How you can manage this
With all this in mind, what can we do about it? Below are two general tips, followed by one focused on coding applications.
- Be explicit in your prompting – If you really don’t want the model to make any changes or take any action, say it. Declare the phase you’re in.
The original text cuts off here; you may wish to continue the list based on your own workflow.
Guidelines for Using LLMs Effectively
1. State Your Intent Clearly
- If you are just planning or just investigating, say that explicitly.
- Use phrases such as:
- “Don’t suggest any changes.”
- “Don’t take action yet.”
- This keeps the LLM focused on discussing the problem rather than reaching for tools to implement a solution.
2. Keep the Scope Small
- Even when managing swarms of agents, each agent should handle a small portion of the problem.

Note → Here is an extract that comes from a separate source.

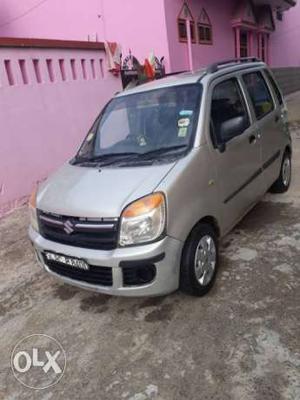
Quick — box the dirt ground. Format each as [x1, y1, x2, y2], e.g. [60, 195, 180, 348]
[0, 93, 300, 400]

- Each swarm should be dedicated to a specific aspect of the product (e.g., one component, one interaction, one endpoint, or one layer).
- A broader picture gives the AI more leeway to make assumptions and fill gaps, which can lead to unwanted behavior.

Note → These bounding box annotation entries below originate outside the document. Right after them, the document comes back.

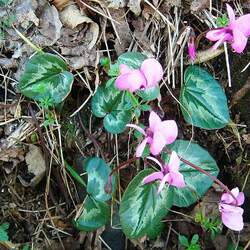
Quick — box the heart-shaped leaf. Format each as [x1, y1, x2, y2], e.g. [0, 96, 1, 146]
[169, 140, 219, 207]
[19, 53, 74, 105]
[136, 86, 160, 102]
[91, 78, 132, 134]
[119, 169, 173, 239]
[73, 196, 110, 231]
[84, 157, 115, 201]
[180, 66, 230, 129]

- Bounding the task to a smaller portion helps the model stay focused and improves results.
3. Use Plan Mode and Review Meticulously (e.g., Claude)
- Activate plan mode before asking the model to generate code.

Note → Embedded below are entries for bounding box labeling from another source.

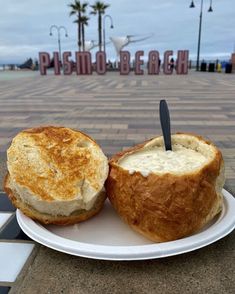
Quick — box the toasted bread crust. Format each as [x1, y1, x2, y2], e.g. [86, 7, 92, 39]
[7, 126, 108, 201]
[105, 133, 224, 242]
[4, 174, 106, 225]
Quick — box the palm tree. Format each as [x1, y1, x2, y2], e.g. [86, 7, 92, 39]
[68, 0, 88, 51]
[91, 1, 110, 51]
[80, 15, 89, 51]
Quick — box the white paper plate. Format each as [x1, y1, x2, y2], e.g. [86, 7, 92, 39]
[16, 190, 235, 260]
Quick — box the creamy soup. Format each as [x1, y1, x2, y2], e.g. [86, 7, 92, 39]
[119, 144, 207, 176]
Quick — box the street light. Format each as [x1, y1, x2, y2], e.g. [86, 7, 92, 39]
[189, 0, 213, 71]
[50, 25, 68, 61]
[103, 14, 114, 52]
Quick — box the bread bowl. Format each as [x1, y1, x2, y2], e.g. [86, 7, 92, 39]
[4, 126, 108, 225]
[105, 133, 224, 242]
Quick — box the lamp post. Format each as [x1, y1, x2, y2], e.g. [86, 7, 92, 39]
[103, 14, 114, 52]
[50, 25, 68, 61]
[189, 0, 213, 71]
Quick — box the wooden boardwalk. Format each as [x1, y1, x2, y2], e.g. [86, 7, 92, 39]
[0, 72, 235, 193]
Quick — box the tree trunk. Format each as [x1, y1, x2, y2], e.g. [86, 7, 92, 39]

- Review the plan carefully to catch errors in its reasoning early.
- Identify where the model is making assumptions and provide additional detail as needed.
- Correct the plan (LLMs take correction well) and review again until the understanding is accurate.
- Once the plan meets your expectations, you can let the LLM proceed.
4. Beware of Over‑Confidence
- Helpfulness is a strength, but unchecked assistance can become a problem.
- The model may assume it needs extra data that isn’t required, potentially causing database locking or performance impacts.
- Catching these issues early lets you steer the model in the right direction.
- If such assumptions slip into production code, they can affect many customers.
5. Critical Review is Essential
- Don’t blindly trust the AI, even when it sounds confident, helpful, or appears to understand everything.
- Remember: Helpfulness ≠ Understanding.
- The devil is in the details—spend time to:
- Review its plans.
- Review its code.
- Ask questions and challenge its reasoning.
- The more critically you think about the problem and critique the solution, the higher the likelihood of delivering a quality product.
6. Suggested Workflow for the Next LLM Interaction
- Before any changes, ask the model to explain:
- What it thinks the problem is.
- What assumptions it is making.
- Compare that explanation to what you would accept from a teammate in a code review.
- If the explanation isn’t acceptable, do not accept the model’s output either.